O valor pré-preenchido no IRS está errado. Posso alterar diretamente?

Não é recomendável alterar os valores pré-preenchidos sem primeiro contactar a empresa. A AT cruza os valores declarados pelo trabalhador com os comunicados pelo empregador no Modelo 10. Uma divergência pode gerar uma notificação de esclarecimento. O correto é a empresa submeter uma declaração de substituição do Modelo 10 para corrigir o valor na origem.

A viatura tem mais de cinco anos. A tributação muda?

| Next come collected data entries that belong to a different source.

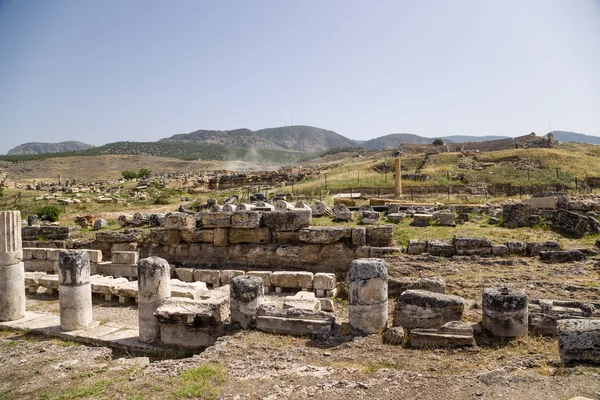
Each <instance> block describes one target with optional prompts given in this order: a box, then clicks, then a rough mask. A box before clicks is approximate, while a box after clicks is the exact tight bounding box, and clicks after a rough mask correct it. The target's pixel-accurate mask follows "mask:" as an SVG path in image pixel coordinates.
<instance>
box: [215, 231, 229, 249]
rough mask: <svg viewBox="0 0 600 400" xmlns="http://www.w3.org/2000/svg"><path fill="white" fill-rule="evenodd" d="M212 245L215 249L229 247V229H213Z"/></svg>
mask: <svg viewBox="0 0 600 400" xmlns="http://www.w3.org/2000/svg"><path fill="white" fill-rule="evenodd" d="M213 244H214V245H215V246H217V247H227V246H229V228H215V229H213Z"/></svg>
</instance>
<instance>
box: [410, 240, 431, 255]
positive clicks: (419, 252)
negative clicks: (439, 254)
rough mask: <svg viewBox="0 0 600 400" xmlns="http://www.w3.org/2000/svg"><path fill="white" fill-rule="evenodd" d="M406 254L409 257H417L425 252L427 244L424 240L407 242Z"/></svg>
mask: <svg viewBox="0 0 600 400" xmlns="http://www.w3.org/2000/svg"><path fill="white" fill-rule="evenodd" d="M406 252H407V253H408V254H410V255H413V256H414V255H419V254H423V253H426V252H427V242H426V241H424V240H411V241H410V242H408V248H407V249H406Z"/></svg>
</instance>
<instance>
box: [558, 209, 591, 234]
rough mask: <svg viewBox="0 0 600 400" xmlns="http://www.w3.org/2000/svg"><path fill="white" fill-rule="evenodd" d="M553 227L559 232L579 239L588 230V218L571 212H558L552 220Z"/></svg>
mask: <svg viewBox="0 0 600 400" xmlns="http://www.w3.org/2000/svg"><path fill="white" fill-rule="evenodd" d="M554 227H555V228H556V229H558V230H559V231H561V232H564V233H567V234H569V235H573V236H575V237H578V238H580V237H583V235H585V233H586V232H587V230H588V227H589V218H588V217H587V216H585V215H580V214H577V213H575V212H572V211H567V210H558V211H557V212H556V218H555V220H554Z"/></svg>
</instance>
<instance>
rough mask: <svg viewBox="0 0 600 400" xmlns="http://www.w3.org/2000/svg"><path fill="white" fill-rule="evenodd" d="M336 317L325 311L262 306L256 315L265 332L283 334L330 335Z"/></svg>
mask: <svg viewBox="0 0 600 400" xmlns="http://www.w3.org/2000/svg"><path fill="white" fill-rule="evenodd" d="M334 323H335V317H334V316H333V315H331V314H327V313H324V312H319V311H316V312H314V311H313V312H310V311H302V310H298V309H295V308H288V309H284V310H277V309H275V308H273V307H268V306H265V305H263V306H261V307H259V309H258V313H257V317H256V328H257V329H258V330H261V331H263V332H268V333H274V334H281V335H295V336H307V335H328V334H329V333H331V330H332V328H333V324H334Z"/></svg>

O CIRS não prevê automaticamente uma redução da base de tributação pelo simples facto de o veículo ter mais de cinco anos. Contudo, se o valor de mercado do veículo for significativamente inferior ao custo de aquisição original, existe a possibilidade de a empresa solicitar à AT uma informação vinculativa sobre a utilização do valor de mercado como base de cálculo. Consulte um técnico oficial de contas para avaliar esta opção.

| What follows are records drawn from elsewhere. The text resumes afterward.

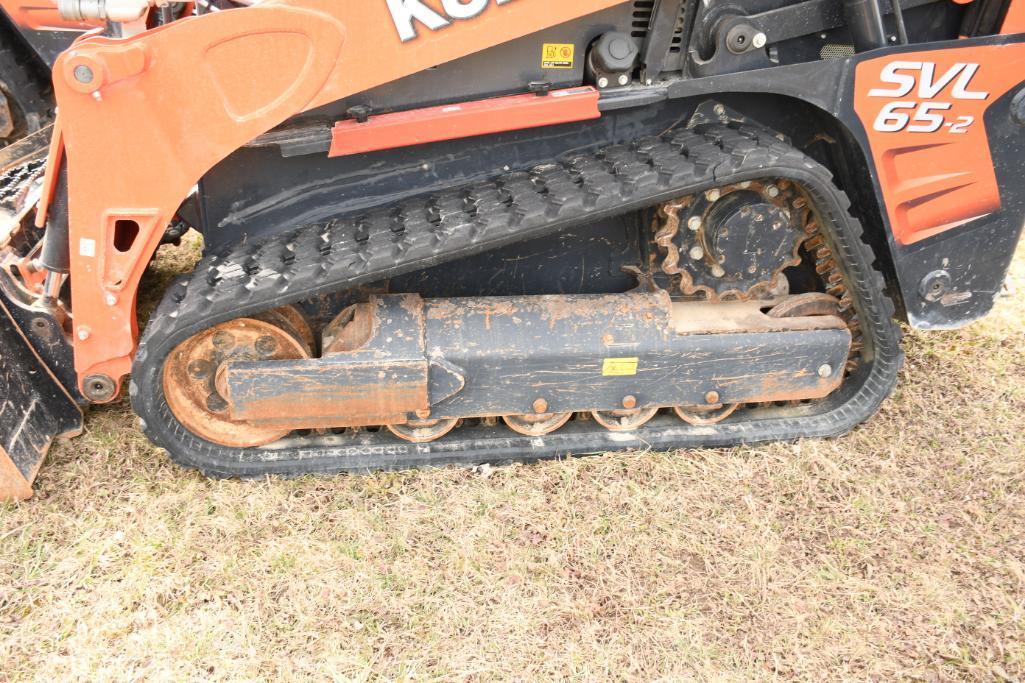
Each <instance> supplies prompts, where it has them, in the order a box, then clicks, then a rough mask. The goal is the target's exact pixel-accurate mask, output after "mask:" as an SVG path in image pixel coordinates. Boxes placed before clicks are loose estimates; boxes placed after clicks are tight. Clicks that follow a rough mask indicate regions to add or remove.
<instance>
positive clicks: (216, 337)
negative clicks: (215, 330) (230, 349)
mask: <svg viewBox="0 0 1025 683" xmlns="http://www.w3.org/2000/svg"><path fill="white" fill-rule="evenodd" d="M234 346H235V337H234V336H232V334H231V332H226V331H223V330H221V331H219V332H217V333H216V334H214V335H213V347H214V349H219V350H220V351H224V350H227V349H231V348H232V347H234Z"/></svg>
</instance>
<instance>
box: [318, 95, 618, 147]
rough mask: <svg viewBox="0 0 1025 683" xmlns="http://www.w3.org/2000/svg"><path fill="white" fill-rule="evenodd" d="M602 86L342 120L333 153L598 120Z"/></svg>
mask: <svg viewBox="0 0 1025 683" xmlns="http://www.w3.org/2000/svg"><path fill="white" fill-rule="evenodd" d="M598 101H599V94H598V90H596V89H594V88H592V87H590V86H585V87H579V88H568V89H565V90H556V91H553V92H551V93H549V94H547V95H544V96H538V95H536V94H523V95H511V96H509V97H495V98H493V99H484V101H480V102H469V103H461V104H459V105H448V106H444V107H430V108H428V109H417V110H413V111H410V112H397V113H395V114H383V115H381V116H375V117H373V118H372V119H370V120H369V121H367V122H366V123H359V122H357V121H354V120H347V121H339V122H338V123H336V124H334V128H333V129H332V131H331V151H330V152H329V153H328V156H331V157H340V156H345V155H350V154H361V153H363V152H376V151H378V150H391V149H395V148H397V147H408V146H410V145H423V144H425V143H440V142H443V140H447V139H457V138H460V137H473V136H475V135H488V134H491V133H497V132H504V131H506V130H522V129H524V128H535V127H538V126H550V125H556V124H559V123H569V122H570V121H586V120H588V119H597V118H599V117H601V115H602V113H601V112H600V111H599V109H598Z"/></svg>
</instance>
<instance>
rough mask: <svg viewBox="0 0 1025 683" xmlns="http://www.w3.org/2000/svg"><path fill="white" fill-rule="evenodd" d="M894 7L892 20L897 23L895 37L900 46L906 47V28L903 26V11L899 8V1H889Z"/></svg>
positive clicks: (902, 9)
mask: <svg viewBox="0 0 1025 683" xmlns="http://www.w3.org/2000/svg"><path fill="white" fill-rule="evenodd" d="M891 2H892V4H893V7H894V19H896V21H897V37H898V38H900V42H901V44H902V45H907V27H905V26H904V10H903V9H902V8H901V6H900V0H891Z"/></svg>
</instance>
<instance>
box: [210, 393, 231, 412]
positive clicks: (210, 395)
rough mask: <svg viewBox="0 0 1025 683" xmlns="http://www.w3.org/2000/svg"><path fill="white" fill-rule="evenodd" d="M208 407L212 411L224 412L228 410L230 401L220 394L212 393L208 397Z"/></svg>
mask: <svg viewBox="0 0 1025 683" xmlns="http://www.w3.org/2000/svg"><path fill="white" fill-rule="evenodd" d="M206 407H207V409H208V410H209V411H210V412H223V411H224V410H228V401H226V400H224V399H223V398H222V397H221V396H220V394H210V395H209V396H207V397H206Z"/></svg>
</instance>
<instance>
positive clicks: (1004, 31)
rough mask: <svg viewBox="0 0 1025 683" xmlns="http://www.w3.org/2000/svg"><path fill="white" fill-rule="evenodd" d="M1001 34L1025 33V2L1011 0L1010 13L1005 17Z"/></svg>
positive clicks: (1021, 1) (1000, 26)
mask: <svg viewBox="0 0 1025 683" xmlns="http://www.w3.org/2000/svg"><path fill="white" fill-rule="evenodd" d="M1000 33H1025V2H1023V1H1022V0H1011V6H1009V7H1008V13H1007V14H1004V15H1003V24H1002V25H1001V26H1000Z"/></svg>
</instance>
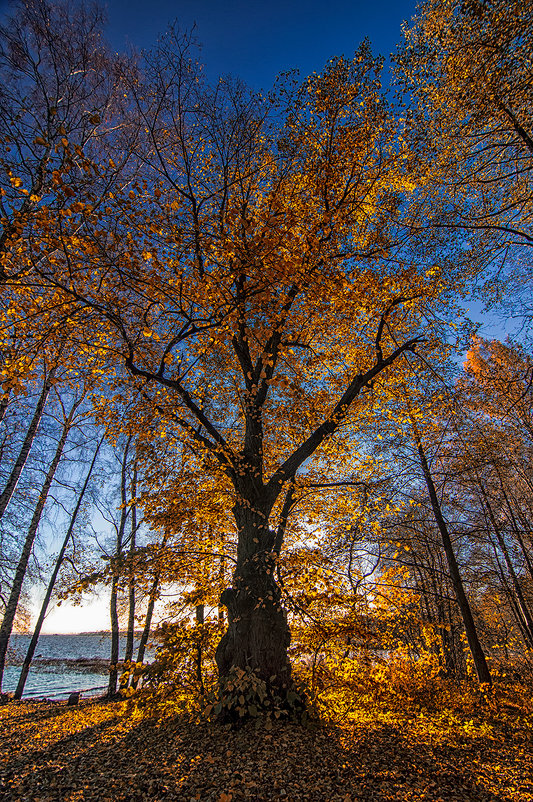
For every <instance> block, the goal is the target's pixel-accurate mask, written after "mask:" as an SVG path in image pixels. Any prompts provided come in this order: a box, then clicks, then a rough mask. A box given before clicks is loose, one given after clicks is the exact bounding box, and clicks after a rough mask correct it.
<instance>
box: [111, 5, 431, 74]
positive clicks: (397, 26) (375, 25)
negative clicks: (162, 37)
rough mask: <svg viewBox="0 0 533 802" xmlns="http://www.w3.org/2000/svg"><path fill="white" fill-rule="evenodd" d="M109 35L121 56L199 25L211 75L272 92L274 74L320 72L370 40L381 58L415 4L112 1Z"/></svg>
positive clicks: (396, 41) (207, 61)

Posso deduzir algum custo pessoal com a viatura cedida pela empresa?

Não. O trabalhador não pode deduzir em sede de IRS os custos que suporte pessoalmente com a viatura da empresa (combustível, portagens, estacionamento) quando esses custos resultam do uso pessoal do veículo. Apenas a entidade empregadora pode deduzir os custos que suporte, dentro dos limites previstos no Código do IRC.


Aviso: As informações neste artigo têm caráter informativo e não constituem aconselhamento fiscal. As regras do CIRS podem ser alteradas anualmente pelo Orçamento do Estado. Para a sua situação concreta, consulte um técnico oficial de contas (TOC) ou um consultor fiscal certificado.